Sarà proprio questo intreccio fra un ascolto orante e obbediente alla parola di Dio e il rigore della riflessione teologica che gli permetterà di affrontare l’emergenza del 1933 e le sue tragiche conseguenze, non solo guidandolo e sostenendolo nel suo cammino di fede personale, ma anche nel più ampio contesto ecclesiale a cui si fa riferimento nella lettera, assumendo sempre più la responsabilità di una Chiesa chiamata a predicare una Parola vera e chiara durante il periodo nazista.

In questo lavoro si vogliono tracciare questi passaggi attraverso le parole dello stesso Bonhoeffer. Nel rispetto della sua esistenza teologica, la presentazione dei testi seguirà l’ordine cronologico della loro produzione non solo per meglio apprezzare l’itinerario di maturazione del suo pensiero, ma soprattutto per collocare i testi stessi nella cornice biografica del nostro Autore e coglierne maggiormente il peso specifico.

Due testimonianze del periodo barcellonese, in questo modo, permetteranno innanzitutto di comprendere il rapporto di Bonhoeffer con la Scrittura prima di “arrivare alla Bibbia” attraverso quella che può essere definita una riflessione sulla parola di Dio, nella quale non manca il supporto delle intuizioni teologiche dello studio propriamente accademico, la suggestione del dialogo che egli riesce a intrecciare fra Scrittura e il presente storico, la radicalità dell’appartenenza ecclesiale in una fedeltà alle tradizioni più genuine che diventa paradossalmente rivoluzionaria.

Si procederà, quindi, a ricercare le tracce del cambiamento nei testi prodotti nel periodo berlinese sia come pastore – i sermoni – sia come docente – le lezioni. In essi emergerà, supportata da profonde ragioni teologiche e cristologiche, l’obbedienza alla Parola come unica possibilità di un cammino autenticamente cristiano sia per i singoli sia per la Chiesa.

Questa maturazione offrirà la solida base sulla quale si costruirà la reazione di Bonhoeffer ai tragici eventi iniziati nel 1933. La parola di Dio si scoprirà all’interno di un circolo virtuoso il cui altro polo sarà occupato dalla Chiesa: è la Parola che fonda e discerne la vera Chiesa e a questa soltanto è affidata la responsabilità di predicare in modo autentico e con autorità la Parola.

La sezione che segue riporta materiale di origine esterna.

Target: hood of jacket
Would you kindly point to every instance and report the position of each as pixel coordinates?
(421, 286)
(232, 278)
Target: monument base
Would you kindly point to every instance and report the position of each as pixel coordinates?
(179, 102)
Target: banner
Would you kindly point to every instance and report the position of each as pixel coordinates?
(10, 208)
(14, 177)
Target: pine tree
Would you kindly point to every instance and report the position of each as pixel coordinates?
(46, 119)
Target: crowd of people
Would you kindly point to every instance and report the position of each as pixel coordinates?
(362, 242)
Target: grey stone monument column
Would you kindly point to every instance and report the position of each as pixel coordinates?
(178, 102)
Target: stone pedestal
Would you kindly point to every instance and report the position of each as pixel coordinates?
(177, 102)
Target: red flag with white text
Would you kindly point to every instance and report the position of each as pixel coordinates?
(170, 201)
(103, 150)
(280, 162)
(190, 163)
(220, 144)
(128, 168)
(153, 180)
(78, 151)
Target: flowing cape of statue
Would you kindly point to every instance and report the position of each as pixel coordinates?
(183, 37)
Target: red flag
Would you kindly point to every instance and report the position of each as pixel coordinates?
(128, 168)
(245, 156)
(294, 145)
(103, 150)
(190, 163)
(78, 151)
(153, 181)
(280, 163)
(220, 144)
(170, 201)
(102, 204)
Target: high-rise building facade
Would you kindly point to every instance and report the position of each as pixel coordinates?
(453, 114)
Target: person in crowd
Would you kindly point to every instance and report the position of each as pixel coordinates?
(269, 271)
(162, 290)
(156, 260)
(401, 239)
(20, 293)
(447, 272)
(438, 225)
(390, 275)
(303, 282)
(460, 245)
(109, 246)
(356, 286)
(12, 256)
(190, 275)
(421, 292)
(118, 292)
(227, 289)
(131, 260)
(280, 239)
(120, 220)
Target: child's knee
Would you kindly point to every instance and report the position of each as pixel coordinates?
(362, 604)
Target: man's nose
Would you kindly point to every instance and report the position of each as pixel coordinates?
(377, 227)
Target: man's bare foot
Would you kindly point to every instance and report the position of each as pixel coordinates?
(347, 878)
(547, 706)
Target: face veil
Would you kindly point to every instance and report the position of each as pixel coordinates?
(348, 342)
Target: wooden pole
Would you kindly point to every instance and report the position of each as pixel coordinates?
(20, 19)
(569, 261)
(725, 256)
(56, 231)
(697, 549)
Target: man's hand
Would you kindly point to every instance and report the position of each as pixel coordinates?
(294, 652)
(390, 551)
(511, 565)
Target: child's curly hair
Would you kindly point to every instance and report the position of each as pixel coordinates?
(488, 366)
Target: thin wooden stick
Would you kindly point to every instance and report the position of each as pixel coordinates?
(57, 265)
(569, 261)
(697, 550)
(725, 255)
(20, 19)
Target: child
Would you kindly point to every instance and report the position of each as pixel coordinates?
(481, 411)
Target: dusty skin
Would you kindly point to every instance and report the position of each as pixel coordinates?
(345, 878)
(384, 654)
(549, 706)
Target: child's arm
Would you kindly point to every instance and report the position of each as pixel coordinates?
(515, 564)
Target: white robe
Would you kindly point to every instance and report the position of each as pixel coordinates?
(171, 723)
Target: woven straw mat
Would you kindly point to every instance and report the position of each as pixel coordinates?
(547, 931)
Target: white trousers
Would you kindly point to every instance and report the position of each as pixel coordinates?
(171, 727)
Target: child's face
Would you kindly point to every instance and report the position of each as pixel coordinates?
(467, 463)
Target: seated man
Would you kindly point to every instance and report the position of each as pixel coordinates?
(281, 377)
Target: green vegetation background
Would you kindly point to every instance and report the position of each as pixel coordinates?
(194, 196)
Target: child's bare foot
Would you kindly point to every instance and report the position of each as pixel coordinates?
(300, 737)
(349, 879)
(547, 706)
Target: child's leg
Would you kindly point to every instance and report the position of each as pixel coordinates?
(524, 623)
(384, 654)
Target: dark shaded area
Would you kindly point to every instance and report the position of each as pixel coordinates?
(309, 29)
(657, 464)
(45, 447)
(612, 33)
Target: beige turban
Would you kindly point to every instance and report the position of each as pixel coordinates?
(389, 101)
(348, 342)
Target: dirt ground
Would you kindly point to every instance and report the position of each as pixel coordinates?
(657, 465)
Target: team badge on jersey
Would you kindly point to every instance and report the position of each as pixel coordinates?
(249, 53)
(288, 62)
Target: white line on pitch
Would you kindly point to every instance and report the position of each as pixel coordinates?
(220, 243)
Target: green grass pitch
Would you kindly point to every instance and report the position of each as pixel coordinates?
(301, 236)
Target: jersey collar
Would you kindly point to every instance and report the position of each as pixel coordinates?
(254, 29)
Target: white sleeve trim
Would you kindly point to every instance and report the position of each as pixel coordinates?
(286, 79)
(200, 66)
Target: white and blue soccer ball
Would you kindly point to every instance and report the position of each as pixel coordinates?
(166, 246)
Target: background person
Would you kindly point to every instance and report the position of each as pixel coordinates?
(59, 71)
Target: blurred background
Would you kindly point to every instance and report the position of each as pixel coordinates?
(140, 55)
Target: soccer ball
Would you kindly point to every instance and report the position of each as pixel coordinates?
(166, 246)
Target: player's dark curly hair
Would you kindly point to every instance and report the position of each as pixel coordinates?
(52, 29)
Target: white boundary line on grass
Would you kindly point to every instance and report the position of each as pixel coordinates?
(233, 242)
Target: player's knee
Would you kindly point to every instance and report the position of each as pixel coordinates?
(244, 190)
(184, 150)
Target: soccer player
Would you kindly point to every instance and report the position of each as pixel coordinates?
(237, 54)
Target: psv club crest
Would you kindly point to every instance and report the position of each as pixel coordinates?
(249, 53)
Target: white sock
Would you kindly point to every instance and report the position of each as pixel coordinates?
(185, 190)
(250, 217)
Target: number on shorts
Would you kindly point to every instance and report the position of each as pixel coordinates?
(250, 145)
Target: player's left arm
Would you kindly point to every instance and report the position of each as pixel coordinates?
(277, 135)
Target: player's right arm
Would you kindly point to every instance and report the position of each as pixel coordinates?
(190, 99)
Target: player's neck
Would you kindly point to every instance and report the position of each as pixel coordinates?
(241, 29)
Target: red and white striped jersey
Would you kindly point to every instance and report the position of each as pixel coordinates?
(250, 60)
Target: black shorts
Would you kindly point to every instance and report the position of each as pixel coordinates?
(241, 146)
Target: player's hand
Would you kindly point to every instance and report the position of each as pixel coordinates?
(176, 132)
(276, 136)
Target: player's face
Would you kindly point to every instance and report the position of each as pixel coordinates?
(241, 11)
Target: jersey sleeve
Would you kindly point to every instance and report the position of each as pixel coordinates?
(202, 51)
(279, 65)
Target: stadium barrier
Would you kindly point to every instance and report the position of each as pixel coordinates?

Accanto a questa dimensione ecclesiale verrà, infine, riportata la dimensione personale di questo ascolto obbediente alla parola di Dio nella testimonianza concreta di Bonhoeffer non solo attraverso le indicazioni pratiche che egli forniva ai fratelli di cui era responsabile, ma anche attraverso le pagine del suo diario, che, quasi come una cronaca, mostrano il suo cammino di discernimento che lo ha portato a scegliere di vivere fino in fondo il suo “essere nella realtà”6, senza fuggirla. 6 Cfr. PT, 76-104.